PACT 2007 Tutorials & Workshops
The tutorials and workshops for PACT 2007 are listed below.
Registration for tutorials and workshops is handled through the PACT 2007 registration site.
Both half day and full day tutorials and workshops include lunch and breaks.
For workshop inquiries, please contact the Workshops Chair, Guang Gao
(ggao [at] capsl.udel.edu).
For tutorial inquiries, please contact the Tutorials Chair,
(avi.mendelson [at] intel.com).
The tutorials and workshops will be held
on Saturday September 15 and Sunday 16
in the Aula of the
University Transilvania of Brasov.
(See the local information page
for details and directions.)
The lunches will be at the ARO Palace Hotel, and the
breaks will be at the Aula.
The daily schedule for the tutorials and workshops is as follows:
- 08:30-12:00: Morning Session
- 10:00-10:30: Morning Break
- 12:00-13:45: Lunch at the ARO Hotel (included with registration)
- 13:45-17:15: Afternoon Session
- 15:15-15:45: Afternoon Break
PACT 2007 Tutorials & Workshops - Sunday, September 16, 2007
| Tutorials Track
| Tutorials Track
| Tutorials Track
| Workshops Track
| Workshops Track
T3 (full day):
Microarchitecture: Concepts, Tradeoffs, the Future
Instructor: Yale Patt (University of Texas, Austin)
Does Multicore Change the Way We Should Design Caches?
A Tutorial for Architects Interested the Nuts-and-Bolts of Future Cache Technologies
Hillery Hunter (IBM TJ Watson Research Center)
Building High Performance Threaded Applications using Libraries
or Why you don't need a parallel compiler.
Jim Cownie (Intel)
Transactional Programming in a Multi-core Environment
Ali-Reza Adl-Tabatabai (Intel),
Bratin Saha (Intel)
W4 (full day):
GREPS: GCC for Research in Embedded and Parallel Systems
Albert Cohen (INRIA, France),
Ayal Zaks (IBM Haifa Research Lab)
W5 (full day):
MEDEA: MEmory performance: DEaling with Applications, systems and architecture
Roberto Giorgi (University of Siena, Italy),
Cosimo Antonio Prete (University of Pisa, Italy),
Pierfrancesco Foglia (University of Pisa, Italy),
Sandro Bartolini (University of Siena, Italy)
The tutorial will be organized into 4 sessions of approximately
90 minutes each.
The two morning sessions will focus on C++98, with the aim being to sharpen
and modernize C++ skills.
The two afternoon sessions will focus on C++0x, with the aim being
to present an overview of the upcoming standard.

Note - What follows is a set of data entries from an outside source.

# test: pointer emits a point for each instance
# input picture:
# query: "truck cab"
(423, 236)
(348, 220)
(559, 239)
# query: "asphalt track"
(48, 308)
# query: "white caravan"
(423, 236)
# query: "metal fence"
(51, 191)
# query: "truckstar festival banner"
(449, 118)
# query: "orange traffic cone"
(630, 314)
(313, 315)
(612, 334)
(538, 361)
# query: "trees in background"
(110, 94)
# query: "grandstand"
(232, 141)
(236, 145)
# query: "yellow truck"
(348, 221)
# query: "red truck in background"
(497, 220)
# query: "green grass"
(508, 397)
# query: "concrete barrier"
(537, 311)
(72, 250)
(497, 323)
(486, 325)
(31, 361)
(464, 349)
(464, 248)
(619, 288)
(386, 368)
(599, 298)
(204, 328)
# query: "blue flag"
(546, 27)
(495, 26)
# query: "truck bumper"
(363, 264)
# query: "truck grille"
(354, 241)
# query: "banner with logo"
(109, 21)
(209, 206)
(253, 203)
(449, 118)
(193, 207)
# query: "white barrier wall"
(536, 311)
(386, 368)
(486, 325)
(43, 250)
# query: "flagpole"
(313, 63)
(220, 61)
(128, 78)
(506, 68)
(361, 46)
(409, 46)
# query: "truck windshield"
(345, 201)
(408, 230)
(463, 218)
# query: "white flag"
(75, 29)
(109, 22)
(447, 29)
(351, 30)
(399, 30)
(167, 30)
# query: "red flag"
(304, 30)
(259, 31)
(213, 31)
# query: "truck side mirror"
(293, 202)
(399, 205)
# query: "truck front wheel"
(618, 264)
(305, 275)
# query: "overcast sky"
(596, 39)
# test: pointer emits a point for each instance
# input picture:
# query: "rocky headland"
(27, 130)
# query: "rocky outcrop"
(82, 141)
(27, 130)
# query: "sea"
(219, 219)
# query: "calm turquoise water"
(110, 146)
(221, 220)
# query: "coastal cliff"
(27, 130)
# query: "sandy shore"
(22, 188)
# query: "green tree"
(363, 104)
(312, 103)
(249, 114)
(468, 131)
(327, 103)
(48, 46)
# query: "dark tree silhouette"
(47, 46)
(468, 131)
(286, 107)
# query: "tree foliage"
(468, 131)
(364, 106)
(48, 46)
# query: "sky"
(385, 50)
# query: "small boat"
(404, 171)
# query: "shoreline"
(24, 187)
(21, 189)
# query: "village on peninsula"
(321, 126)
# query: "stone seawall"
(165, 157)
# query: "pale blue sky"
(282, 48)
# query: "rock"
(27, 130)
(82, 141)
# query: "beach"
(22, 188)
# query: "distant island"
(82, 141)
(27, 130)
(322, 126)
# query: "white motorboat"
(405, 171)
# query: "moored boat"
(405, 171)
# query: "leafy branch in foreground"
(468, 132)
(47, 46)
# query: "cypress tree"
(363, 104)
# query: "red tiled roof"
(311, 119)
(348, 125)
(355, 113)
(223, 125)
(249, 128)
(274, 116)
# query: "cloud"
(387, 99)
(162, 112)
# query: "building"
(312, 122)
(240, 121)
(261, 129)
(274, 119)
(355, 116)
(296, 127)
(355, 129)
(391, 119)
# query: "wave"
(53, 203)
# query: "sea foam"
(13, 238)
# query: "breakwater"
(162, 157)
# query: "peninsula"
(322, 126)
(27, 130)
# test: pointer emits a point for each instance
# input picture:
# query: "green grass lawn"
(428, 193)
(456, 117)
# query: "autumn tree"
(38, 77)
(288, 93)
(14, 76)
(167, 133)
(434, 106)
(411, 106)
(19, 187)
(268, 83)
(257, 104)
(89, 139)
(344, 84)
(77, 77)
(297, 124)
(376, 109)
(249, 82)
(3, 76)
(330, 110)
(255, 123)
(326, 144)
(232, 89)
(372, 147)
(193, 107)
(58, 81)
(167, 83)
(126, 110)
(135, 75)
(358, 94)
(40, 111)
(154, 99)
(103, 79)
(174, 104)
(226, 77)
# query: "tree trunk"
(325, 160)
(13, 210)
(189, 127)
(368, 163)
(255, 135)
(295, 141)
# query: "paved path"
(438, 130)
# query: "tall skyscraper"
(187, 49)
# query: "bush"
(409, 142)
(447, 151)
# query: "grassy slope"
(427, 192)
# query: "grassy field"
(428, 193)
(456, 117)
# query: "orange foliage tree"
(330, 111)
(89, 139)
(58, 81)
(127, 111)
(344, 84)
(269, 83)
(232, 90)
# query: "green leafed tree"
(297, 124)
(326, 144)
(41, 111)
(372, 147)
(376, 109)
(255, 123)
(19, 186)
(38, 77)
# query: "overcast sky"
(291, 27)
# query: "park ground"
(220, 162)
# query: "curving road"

C++98 - the aim of this half day is to sharpen and modernize C++ skills
Session 1: Speaking C++ like a native.
Multi-paradigm programming is programming applying different styles of programming,
such as object-oriented programming and generic programming, where they are most
appropriate. This talk presents simple example of individual styles in ISO Standard C++
and examples where these styles are used in combination to produce cleaner, more
maintainable code than could have been done using a single style only.
Session 2: C++ in Safety-Critical Systems.
C++ is widely used in embedded systems programming and even in safety-critical and
hard-real-time systems. This presentation discusses how to write code in these highly
demanding application areas. First, the mapping of C++ code to hardware resources is
reviewed and the basics abstraction mechanisms (classes and templates) are reviewed
from the perspective of this kind of code. Then, the JSF++ coding rules are examined as
an example of a set of domain specific rules. These rules have been and are being used
for the development of millions of lines of C++. Questions addressed include: "Can I use
templates in safety-critical code?" (Yes: You can and must.), and "Can I use exceptions
in hard-real time code?" (Sadly no, not with the current level of tool support.).
Predictability of language features and minimization of programmer mistakes are key
C++0x - the aim of this half day is to present an overview of the upcoming standard
Session 3: C++0x: an overview.
A good programming language is far more than a simple collection of features. My ideal
is to provide a set of facilities that smoothly work together to support design and
programming styles of a generality beyond my imagination. Here, I briefly outline rules
of thumb (guidelines, principles) that are being applied in the design of C++0x. Then, I
present the state of the standards process (we are aiming for C++09) and give examples
of a few of the proposals being considered in the ISO C++ standards committee. I'll
focus on general principles supported by minor examples. Features presented will include
general initializer lists, generalized constant expression, template aliases, and many
Session 4: C++0x: Concepts.
"Concepts" is C++0x's type system for C++ types, combinations of type, and
combinations of types of integers. They are introduce to allow programmers to directly
express a template's requirements on its template arguments and thereby a template's
requirements on its users. The result is greater expressiveness, better error handling,
without loss of performance or flexibility. Concepts is the major new language feature of
C++0x and will be central to the future development of generic programming.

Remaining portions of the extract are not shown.